Studies of polar bear populations around the western coast of Hudson Bay show that this wait, and the bears' period of fasting, has increased by three weeks since the 1970s. The population there is noticeably skinnier now, scientists say, and has declined by 15 per cent in the last decade.

In northern Alaska, the U.S. Minerals Management Service has concluded some polar bears are drowning as they try to swim increasingly long distances between the ice and land.
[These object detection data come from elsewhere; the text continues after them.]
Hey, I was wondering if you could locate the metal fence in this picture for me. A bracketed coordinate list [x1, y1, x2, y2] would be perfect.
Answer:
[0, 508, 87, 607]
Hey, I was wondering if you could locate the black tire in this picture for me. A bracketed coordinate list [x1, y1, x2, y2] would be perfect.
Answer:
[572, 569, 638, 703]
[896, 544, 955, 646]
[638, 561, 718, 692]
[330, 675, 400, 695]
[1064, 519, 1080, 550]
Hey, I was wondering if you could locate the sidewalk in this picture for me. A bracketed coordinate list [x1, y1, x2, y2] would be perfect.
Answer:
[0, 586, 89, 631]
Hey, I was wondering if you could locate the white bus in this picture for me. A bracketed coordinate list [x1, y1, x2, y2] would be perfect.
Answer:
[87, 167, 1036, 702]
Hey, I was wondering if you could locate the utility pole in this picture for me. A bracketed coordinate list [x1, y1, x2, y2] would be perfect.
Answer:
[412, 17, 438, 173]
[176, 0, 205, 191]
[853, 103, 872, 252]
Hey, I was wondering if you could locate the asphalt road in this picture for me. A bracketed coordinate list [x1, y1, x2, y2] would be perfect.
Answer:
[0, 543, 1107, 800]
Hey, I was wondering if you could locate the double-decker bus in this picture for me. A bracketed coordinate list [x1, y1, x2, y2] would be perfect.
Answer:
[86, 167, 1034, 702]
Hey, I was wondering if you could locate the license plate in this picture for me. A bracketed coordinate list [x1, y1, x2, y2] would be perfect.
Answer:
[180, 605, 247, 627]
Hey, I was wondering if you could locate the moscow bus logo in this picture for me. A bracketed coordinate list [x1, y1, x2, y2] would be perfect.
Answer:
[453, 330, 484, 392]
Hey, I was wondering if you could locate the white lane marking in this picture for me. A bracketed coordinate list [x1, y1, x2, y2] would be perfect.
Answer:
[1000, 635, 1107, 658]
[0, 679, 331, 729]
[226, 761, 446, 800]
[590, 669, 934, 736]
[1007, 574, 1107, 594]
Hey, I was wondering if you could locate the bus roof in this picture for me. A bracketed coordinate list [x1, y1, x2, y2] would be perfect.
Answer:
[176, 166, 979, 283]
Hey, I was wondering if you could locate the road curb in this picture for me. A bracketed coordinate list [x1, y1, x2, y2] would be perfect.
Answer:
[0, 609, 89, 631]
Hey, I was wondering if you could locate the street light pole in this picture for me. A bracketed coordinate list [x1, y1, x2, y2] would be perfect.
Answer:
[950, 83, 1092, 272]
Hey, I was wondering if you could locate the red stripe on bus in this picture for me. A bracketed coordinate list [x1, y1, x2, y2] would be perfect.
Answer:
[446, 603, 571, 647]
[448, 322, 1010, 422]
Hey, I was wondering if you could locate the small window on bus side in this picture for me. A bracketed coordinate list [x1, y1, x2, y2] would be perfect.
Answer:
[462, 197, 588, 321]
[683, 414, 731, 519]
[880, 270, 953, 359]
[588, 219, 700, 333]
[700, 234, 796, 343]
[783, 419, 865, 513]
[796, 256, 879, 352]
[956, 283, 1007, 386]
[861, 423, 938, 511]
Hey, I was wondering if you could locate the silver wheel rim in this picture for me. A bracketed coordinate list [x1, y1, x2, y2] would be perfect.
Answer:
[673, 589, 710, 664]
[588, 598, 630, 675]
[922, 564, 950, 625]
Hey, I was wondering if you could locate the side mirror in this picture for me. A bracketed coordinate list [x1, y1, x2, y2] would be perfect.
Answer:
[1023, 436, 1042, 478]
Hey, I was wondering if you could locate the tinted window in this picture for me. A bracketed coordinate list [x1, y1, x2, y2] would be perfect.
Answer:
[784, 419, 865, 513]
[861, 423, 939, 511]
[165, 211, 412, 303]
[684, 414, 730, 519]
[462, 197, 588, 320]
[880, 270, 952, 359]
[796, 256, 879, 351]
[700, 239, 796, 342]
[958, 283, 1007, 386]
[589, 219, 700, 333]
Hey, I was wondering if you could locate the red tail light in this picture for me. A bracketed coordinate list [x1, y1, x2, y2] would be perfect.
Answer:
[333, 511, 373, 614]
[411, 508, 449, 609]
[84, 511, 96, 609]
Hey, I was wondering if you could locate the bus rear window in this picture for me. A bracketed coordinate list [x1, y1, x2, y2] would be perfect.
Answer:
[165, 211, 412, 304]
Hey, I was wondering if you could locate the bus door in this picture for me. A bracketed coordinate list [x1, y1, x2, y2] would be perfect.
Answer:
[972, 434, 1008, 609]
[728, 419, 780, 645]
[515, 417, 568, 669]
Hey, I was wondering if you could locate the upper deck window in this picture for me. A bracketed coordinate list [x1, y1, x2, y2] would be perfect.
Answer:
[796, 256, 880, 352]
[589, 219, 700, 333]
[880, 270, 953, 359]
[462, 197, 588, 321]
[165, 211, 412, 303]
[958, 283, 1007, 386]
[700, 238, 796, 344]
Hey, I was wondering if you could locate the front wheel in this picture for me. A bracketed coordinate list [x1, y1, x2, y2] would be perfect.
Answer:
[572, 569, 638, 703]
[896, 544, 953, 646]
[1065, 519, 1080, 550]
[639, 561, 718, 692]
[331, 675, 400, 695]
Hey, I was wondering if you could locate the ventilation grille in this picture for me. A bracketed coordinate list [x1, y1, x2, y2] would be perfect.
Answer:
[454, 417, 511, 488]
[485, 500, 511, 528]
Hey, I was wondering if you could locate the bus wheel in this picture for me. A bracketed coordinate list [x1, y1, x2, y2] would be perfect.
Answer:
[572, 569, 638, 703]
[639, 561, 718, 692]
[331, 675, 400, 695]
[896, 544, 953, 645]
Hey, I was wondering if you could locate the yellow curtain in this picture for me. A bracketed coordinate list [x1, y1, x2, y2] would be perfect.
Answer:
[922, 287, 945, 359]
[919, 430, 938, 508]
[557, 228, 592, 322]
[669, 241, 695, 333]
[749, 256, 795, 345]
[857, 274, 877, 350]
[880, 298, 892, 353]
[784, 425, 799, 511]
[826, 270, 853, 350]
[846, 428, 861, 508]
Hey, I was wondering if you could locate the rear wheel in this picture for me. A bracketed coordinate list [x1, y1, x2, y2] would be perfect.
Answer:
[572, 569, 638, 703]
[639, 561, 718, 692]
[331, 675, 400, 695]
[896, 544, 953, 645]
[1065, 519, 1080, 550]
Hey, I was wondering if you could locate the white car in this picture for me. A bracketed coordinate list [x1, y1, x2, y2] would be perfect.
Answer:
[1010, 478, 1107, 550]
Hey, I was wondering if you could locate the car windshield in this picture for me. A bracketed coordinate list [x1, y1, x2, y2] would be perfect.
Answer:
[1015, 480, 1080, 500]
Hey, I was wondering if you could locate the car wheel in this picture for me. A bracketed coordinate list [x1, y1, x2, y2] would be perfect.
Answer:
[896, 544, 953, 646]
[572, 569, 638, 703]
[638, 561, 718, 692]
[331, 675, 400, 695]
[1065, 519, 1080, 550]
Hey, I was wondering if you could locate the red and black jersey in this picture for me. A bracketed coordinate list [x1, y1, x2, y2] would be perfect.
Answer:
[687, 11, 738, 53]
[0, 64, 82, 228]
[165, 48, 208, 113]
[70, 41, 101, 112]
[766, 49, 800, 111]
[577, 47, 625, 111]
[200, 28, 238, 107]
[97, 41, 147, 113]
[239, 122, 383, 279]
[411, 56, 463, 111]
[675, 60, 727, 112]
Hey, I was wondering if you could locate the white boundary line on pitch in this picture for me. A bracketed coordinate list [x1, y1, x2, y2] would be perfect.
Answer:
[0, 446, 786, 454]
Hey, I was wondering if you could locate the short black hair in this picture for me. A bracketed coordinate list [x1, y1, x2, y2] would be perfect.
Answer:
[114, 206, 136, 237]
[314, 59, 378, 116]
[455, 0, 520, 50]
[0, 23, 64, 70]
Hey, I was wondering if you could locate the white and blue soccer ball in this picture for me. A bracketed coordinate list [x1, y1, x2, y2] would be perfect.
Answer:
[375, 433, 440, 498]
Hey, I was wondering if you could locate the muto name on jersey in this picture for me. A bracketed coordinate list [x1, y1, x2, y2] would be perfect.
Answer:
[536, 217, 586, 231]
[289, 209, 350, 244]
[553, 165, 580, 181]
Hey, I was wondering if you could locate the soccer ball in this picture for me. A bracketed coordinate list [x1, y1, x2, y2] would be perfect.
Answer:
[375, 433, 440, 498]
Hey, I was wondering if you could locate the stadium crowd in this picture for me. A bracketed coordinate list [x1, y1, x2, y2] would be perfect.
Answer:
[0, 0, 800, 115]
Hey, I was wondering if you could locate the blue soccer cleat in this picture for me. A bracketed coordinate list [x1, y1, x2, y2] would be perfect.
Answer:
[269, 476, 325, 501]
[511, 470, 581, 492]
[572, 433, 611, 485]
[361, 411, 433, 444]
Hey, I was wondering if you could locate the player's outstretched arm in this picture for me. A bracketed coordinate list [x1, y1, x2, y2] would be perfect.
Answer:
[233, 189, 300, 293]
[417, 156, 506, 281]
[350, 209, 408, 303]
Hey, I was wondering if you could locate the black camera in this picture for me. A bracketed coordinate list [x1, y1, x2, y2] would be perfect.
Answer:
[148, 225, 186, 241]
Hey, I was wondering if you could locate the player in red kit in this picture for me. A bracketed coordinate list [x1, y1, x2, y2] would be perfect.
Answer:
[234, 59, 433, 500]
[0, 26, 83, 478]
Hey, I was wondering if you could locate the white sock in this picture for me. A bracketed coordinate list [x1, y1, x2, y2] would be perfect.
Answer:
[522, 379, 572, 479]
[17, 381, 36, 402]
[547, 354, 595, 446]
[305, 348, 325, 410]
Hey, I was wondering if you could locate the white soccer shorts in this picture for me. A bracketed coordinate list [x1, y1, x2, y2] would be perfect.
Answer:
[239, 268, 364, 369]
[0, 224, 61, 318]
The federal agency documented four drowned bears that had tried to swim a record 260-kilometre gap in September 2004. The worldwide polar bear population is estimated at 20,000 to 25,000. "We are not going to lose the polar bears," said Terry Root, an ecologist at Stanford University in Palo Alto, Calif. "We will always have individuals around in zoos and places like that, but we are going to lose the natural behaviour of polar bears.

"We are so strongly affecting their habitat, their way of life, that they are going to have to basically become very similar to raccoons (which rely heavily on humans for survival), in the sense they are not going to be able to feed the way they have fed before, on seals and off the ice."

Today encounters between humans and polar bears are increasing on land, because the bears are stranded by the retreating ice, explained Meehan, the Fish and Wildlife Service biologist.

To combat the problem, the Fish and Wildlife Service is working with oil and gas companies and villagers to develop "strategies for people to be safe in bear country," Meehan said.

Environmental groups often criticize the Bush administration for ignoring scientific evidence of global climate change.

Siegel, the Centre for Biological Diversity attorney, said the decision to conduct a status review of polar bears forces the Bush administration to examine the very science on climate change it has "questioned, denied, and downplayed."

If the polar bears are given protection, federal agencies will be required to consider how their decisions affect polar bears. For example, the listing of polar bears could affect a coal plant seeking federal permission to emit heat trapping gases or an automaker seeking to sell a gas-guzzling car.